2. Another difficulty arises out of the command given by God
utterly to exterminate the Canaanites. "Shall not the Judge of
all the earth do right?" It is enough that Joshua clearly knew
that this was the will of God, who employs his terrible
agencies, famine, pestilence, and war, in the righteous
government of this world. The Canaanites had sunk into a state
of immorality and corruption so foul and degrading that they had
to be rooted out of the land with the edge of the sword. "The
Israelites' sword, in its bloodiest executions, wrought a work
of mercy for all the countries of the earth to the very end of
the world." This book resembles the Acts of the Apostles in the
number and variety of historical incidents it records, and in
its many references to persons and places; and as in the latter
case the epistles of Paul (see Paley's Horae Paul.) confirm its
historical accuracy by their incidental allusions and
"undesigned coincidences," so in the former modern discoveries
confirm its historicity. The Amarna tablets
(See ADONIZEDEC)
are among the most remarkable discoveries of the age. Dating
from about B.C. 1480 down to the time of Joshua, and consisting
of official communications from Amorite, Phoenician, and
Philistine chiefs to the king of Egypt, they afford a glimpse
into the actual condition of Palestine prior to the Hebrew
invasion, and illustrate and confirm the history of the
conquest. A letter, also still extant, from a military officer,
"master of the captains of Egypt," dating from near the end of
the reign of Rameses II., gives a curious account of a journey,
probably official, which he undertook through Palestine as far
north as to Aleppo, and an insight into the social condition of
the country at that time. Among the things brought to light by
this letter and the Amarna tablets is the state of confusion and
decay that had now fallen on Egypt. The Egyptian garrisons that
had held possession of Palestine from the time of Thothmes III.,
some two hundred years before, had now been withdrawn. The way
was thus opened for the Hebrews. In the history of the conquest
there is no mention of Joshua having encountered any Egyptian
force. The tablets contain many appeals to the king of Egypt for
help against the inroads of the Hebrews, but no help seems ever
to have been sent. Is not this just such a state of things as
might have been anticipated as the result of the disaster of the
Exodus? In many points, as shown under various articles, the
progress of the conquest is remarkably illustrated by the
tablets. The value of modern discoveries in their relation to
Old Testament history has been thus well described: "The
difficulty of establishing the charge of lack of historical
credibility, as against the testimony of the Old Testament, has
of late years greatly increased. The outcome of recent
excavations and explorations is altogether against it. As long
as these books contained, in the main, the only known accounts
of the events they mention, there was some plausibility in the
theory that perhaps these accounts were written rather to teach
moral lessons than to preserve an exact knowledge of events. It
was easy to say in those times men had not the historic sense.

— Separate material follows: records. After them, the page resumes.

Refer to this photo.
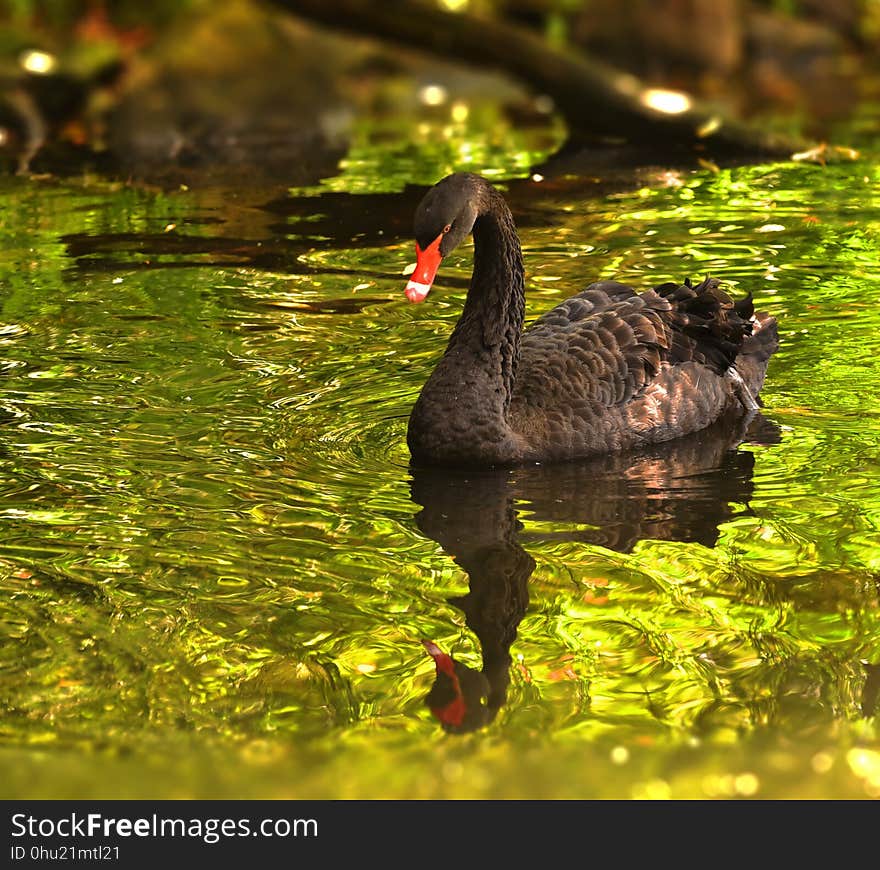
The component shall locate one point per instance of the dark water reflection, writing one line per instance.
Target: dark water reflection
(679, 491)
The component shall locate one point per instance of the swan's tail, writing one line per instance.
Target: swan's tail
(754, 355)
(730, 337)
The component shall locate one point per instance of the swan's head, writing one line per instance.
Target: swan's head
(443, 220)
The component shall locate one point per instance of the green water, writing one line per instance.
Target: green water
(217, 568)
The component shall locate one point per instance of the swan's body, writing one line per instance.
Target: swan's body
(605, 370)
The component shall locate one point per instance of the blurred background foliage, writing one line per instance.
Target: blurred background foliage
(130, 86)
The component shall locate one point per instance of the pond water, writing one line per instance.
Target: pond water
(218, 569)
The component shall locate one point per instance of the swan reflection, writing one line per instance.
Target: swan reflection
(677, 491)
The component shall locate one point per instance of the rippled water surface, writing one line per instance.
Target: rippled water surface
(218, 569)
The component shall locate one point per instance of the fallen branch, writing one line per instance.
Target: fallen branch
(595, 99)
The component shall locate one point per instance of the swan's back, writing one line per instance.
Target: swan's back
(611, 368)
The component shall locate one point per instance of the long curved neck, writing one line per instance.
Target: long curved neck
(492, 320)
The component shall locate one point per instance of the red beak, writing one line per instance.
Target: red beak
(427, 263)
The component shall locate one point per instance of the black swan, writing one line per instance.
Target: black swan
(606, 370)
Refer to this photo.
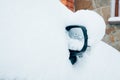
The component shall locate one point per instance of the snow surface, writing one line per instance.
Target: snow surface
(114, 19)
(33, 43)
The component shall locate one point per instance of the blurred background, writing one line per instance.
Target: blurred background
(107, 9)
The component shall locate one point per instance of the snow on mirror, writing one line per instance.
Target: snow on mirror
(115, 12)
(34, 43)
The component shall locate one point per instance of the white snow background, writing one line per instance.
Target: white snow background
(33, 43)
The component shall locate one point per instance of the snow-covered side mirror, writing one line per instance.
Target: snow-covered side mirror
(77, 41)
(115, 12)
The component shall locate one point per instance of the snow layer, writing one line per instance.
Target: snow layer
(114, 19)
(33, 44)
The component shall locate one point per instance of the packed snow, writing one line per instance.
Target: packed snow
(114, 19)
(33, 43)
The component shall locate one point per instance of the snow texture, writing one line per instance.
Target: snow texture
(114, 19)
(33, 43)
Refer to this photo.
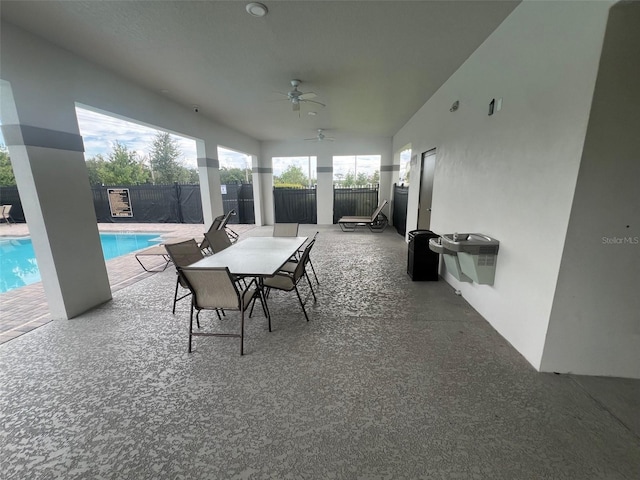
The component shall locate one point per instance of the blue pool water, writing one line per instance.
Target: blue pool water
(18, 266)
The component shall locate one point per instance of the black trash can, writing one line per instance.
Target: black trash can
(422, 262)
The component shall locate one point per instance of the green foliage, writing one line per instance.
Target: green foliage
(164, 161)
(293, 176)
(95, 166)
(229, 176)
(6, 170)
(121, 168)
(352, 180)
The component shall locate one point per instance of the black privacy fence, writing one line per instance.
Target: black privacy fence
(295, 205)
(400, 201)
(354, 201)
(152, 203)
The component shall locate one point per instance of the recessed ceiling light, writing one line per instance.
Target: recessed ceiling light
(257, 9)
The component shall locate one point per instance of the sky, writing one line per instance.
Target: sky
(101, 132)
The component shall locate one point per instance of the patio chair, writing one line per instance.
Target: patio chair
(288, 281)
(215, 225)
(285, 230)
(291, 265)
(218, 240)
(6, 214)
(377, 222)
(182, 254)
(215, 289)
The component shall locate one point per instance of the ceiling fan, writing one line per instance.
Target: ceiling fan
(321, 137)
(296, 97)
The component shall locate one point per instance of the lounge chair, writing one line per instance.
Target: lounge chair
(377, 222)
(218, 240)
(156, 252)
(233, 236)
(6, 214)
(285, 230)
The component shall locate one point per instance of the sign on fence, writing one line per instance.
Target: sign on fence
(119, 202)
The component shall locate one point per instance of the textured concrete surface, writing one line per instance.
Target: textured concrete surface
(389, 379)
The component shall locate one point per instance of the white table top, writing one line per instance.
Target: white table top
(254, 256)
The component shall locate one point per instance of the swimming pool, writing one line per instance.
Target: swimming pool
(18, 266)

But the recent discoveries touch the events recorded in the
Bible at very many different points in many different
generations, mentioning the same persons, countries, peoples,
events that are mentioned in the Bible, and showing beyond
question that these were strictly historic. The point is not
that the discoveries confirm the correctness of the Biblical
statements, though that is commonly the case, but that the
discoveries show that the peoples of those ages had the historic
sense, and, specifically, that the Biblical narratives they
touch are narratives of actual occurrences."